E’ morto don Lucio Dalla Fontana: era stato missionario con gli italiani in Germania

25 Agosto 2020 - Vittorio Veneto – E’ scomparso sabato scorso, all’età di 60 anni, don Lucio Dalla Fontana, dal 2001 al 2009 in servizio pastorale con i nostri emigranti in Germania. Il sacerdote, morto presso l’ospedale civile di Frascati, è improvvisamente mancato il sacerdote don Lucio Dalla Fontana era attualmente in servizio presso l'Opera di Maria, del Movimento dei Focolari, e fino all'anno scorso, per un decennio, era stato parroco a San Polo di Piave e Rai. Don Dalla Fontana era arrivato nel 2001 nella Missione Cattolica Italiana di Francoforte Centro e dal 2007 al 2009, parroco della Mci di Badomburgh e Francoforte Hoechst/Nied.

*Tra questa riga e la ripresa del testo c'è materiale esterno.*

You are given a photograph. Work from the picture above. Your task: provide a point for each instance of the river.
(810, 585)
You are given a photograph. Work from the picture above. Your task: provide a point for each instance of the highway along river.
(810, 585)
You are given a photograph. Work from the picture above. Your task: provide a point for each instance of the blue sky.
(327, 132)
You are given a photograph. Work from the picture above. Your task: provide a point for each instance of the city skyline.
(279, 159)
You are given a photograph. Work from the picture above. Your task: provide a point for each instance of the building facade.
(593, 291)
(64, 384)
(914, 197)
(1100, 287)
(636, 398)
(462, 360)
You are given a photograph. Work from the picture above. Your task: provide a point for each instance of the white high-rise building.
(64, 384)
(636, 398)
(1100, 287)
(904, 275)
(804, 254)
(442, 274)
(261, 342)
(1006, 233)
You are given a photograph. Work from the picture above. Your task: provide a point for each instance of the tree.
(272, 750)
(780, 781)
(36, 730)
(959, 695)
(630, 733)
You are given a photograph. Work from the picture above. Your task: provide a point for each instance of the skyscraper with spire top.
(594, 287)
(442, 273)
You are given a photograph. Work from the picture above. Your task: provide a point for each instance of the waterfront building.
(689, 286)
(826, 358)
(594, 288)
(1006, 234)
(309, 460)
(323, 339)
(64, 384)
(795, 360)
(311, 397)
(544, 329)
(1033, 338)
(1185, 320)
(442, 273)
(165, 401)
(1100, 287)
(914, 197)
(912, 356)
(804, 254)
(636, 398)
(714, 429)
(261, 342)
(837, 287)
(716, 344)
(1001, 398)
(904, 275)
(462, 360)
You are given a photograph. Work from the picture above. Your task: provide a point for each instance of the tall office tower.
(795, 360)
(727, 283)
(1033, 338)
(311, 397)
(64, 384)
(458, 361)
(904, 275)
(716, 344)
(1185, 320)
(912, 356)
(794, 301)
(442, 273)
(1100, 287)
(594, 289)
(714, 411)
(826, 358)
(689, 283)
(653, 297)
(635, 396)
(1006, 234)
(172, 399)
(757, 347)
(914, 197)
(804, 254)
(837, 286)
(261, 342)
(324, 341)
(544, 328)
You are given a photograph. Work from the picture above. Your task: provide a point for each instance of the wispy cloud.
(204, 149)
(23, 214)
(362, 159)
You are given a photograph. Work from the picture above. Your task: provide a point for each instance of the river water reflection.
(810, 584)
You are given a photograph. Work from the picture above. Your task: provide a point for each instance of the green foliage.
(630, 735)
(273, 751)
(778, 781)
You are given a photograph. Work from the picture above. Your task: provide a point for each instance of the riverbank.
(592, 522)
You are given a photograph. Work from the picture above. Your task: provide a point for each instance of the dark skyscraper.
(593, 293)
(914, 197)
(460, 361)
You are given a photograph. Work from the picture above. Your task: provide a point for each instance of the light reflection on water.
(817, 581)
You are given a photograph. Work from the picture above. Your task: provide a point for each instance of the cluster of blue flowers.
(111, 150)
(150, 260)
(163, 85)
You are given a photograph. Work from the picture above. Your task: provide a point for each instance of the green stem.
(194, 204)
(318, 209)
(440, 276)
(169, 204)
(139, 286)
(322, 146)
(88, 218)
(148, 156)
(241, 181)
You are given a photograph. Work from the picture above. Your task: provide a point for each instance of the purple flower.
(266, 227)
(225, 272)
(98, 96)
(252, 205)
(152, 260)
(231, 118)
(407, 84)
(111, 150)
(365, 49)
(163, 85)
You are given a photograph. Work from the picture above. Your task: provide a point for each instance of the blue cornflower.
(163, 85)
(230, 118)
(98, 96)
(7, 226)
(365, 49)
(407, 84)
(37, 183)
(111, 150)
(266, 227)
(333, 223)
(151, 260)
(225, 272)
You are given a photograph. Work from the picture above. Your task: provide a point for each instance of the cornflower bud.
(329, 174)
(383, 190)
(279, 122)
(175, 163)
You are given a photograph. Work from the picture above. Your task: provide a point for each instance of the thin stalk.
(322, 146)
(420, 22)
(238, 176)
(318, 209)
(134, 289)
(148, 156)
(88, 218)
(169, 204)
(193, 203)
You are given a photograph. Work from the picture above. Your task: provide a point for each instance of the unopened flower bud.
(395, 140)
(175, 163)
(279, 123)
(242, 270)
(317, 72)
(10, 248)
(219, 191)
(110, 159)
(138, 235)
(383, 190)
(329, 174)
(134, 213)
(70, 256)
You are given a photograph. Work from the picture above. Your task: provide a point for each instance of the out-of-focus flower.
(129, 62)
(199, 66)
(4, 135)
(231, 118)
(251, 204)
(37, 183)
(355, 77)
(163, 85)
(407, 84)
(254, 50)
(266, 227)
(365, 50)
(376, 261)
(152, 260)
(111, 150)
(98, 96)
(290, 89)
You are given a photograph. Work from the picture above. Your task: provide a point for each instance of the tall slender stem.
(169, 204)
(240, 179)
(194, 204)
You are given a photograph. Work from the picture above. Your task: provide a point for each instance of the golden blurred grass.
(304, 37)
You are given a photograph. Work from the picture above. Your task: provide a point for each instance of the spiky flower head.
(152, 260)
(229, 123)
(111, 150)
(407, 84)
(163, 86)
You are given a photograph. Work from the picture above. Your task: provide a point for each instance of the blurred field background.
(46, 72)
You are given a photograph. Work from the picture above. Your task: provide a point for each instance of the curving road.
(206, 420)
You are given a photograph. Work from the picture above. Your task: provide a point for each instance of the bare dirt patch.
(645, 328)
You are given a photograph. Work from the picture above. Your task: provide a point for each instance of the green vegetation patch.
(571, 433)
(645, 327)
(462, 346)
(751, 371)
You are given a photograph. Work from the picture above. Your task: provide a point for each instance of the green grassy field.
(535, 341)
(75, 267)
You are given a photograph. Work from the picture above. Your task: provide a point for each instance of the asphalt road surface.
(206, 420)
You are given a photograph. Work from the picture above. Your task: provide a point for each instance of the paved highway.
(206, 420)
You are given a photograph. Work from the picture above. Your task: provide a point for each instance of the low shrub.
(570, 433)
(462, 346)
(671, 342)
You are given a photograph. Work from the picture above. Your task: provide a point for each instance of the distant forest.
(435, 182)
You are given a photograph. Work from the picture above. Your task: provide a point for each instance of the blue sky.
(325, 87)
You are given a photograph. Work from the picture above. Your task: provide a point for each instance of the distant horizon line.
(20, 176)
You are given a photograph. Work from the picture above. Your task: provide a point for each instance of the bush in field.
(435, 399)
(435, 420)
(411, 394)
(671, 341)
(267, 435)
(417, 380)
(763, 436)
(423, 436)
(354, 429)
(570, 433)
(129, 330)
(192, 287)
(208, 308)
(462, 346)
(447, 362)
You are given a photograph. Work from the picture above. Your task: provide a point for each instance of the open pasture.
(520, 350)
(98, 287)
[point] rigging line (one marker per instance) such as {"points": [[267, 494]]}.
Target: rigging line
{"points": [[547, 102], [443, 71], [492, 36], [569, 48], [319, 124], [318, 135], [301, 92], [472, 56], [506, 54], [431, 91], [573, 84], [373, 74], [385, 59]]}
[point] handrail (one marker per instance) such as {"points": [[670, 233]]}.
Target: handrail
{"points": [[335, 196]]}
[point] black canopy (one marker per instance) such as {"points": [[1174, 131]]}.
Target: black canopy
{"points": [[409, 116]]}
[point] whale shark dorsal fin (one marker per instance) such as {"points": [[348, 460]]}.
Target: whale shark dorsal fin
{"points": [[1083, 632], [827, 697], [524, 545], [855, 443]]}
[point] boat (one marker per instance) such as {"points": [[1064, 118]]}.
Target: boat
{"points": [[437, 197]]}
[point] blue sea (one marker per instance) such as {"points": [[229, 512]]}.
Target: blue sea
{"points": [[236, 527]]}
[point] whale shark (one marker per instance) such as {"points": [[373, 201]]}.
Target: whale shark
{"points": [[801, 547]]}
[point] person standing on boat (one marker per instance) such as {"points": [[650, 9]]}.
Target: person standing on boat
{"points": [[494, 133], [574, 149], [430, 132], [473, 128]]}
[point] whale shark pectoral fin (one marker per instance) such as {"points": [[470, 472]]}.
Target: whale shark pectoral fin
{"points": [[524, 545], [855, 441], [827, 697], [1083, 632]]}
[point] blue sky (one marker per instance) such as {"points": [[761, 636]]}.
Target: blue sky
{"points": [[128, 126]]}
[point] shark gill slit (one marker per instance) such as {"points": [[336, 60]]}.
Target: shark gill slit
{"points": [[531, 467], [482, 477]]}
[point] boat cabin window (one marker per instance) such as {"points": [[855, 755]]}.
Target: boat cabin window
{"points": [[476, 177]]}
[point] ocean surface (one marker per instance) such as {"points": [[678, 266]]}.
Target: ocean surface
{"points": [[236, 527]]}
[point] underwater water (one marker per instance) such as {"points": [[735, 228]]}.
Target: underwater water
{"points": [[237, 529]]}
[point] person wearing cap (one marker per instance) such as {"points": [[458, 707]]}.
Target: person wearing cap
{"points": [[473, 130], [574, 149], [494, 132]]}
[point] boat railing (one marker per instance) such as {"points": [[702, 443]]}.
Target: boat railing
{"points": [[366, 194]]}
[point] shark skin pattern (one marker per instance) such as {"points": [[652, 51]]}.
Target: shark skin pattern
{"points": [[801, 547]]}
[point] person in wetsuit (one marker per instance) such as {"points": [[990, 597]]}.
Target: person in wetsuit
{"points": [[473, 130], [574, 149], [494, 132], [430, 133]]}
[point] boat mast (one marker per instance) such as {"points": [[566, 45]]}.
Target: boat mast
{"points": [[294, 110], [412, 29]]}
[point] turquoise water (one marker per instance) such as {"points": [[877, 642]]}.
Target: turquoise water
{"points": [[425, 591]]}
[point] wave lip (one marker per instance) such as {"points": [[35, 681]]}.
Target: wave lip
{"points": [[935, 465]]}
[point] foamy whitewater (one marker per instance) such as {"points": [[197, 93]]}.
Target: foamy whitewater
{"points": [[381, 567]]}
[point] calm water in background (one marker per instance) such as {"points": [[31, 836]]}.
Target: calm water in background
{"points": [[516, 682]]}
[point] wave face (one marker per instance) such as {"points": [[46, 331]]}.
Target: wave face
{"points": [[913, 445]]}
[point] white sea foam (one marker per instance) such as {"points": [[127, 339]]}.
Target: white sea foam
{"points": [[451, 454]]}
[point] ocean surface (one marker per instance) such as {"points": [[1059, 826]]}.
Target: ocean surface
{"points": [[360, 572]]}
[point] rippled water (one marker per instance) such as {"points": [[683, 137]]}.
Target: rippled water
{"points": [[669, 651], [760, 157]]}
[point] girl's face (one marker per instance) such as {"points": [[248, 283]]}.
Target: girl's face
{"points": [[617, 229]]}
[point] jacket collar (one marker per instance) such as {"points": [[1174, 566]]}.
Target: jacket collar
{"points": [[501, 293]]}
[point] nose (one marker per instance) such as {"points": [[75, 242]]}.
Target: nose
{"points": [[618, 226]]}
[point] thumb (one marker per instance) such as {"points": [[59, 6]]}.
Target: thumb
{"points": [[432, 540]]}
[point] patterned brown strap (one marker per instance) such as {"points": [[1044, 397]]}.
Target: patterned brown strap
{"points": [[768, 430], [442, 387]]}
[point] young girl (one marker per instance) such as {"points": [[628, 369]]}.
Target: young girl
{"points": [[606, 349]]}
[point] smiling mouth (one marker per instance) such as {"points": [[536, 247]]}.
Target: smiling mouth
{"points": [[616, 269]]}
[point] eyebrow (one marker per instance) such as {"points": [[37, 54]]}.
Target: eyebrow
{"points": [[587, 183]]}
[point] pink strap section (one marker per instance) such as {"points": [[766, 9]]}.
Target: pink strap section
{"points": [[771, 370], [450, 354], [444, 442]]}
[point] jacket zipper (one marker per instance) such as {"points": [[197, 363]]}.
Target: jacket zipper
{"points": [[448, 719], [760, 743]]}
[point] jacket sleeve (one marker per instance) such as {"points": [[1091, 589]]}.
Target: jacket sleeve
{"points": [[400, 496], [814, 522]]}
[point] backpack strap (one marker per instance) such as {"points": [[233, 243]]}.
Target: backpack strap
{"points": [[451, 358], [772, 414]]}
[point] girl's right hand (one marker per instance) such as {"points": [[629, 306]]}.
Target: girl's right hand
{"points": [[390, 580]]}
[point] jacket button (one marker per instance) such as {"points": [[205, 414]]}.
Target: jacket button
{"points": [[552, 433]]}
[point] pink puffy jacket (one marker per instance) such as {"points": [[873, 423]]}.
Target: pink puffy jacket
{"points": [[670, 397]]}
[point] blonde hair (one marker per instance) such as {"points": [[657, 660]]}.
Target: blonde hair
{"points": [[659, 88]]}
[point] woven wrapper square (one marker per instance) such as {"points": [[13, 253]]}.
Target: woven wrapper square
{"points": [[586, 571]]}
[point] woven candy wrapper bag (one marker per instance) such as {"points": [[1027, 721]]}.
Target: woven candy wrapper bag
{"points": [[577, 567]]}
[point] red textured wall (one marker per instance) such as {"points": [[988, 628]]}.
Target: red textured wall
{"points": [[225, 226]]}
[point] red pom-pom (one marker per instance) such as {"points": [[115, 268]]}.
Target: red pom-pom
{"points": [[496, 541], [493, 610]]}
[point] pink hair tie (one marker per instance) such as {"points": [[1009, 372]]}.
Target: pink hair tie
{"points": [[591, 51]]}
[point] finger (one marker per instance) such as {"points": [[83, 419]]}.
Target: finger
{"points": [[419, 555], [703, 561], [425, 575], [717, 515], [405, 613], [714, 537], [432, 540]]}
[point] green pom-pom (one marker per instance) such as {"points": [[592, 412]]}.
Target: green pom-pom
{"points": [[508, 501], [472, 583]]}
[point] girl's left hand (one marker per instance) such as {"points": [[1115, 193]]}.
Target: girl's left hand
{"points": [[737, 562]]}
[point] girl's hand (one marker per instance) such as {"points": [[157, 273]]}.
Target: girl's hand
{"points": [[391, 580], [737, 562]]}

Don Lucio era nato nel 1959 a Thiene (VI) ed era stato ordinato prete a Tarzo nel 1986. La messa esequiale sarà celebrata a San Polo nella chiesa parrocchiale domani, mercoledì 26 agosto, alle 15, presieduta dal vescovo Vittorio Veneto, mons. Corrado Pizziolo, mentre la sera precedente, alle 20, sempre a San Polo nella chiesa parrocchiale, ci sarà un momento di preghiera con la recita del Rosario. Alla famiglia e alla diocesi la vicinanza della Fondazione Migrantes.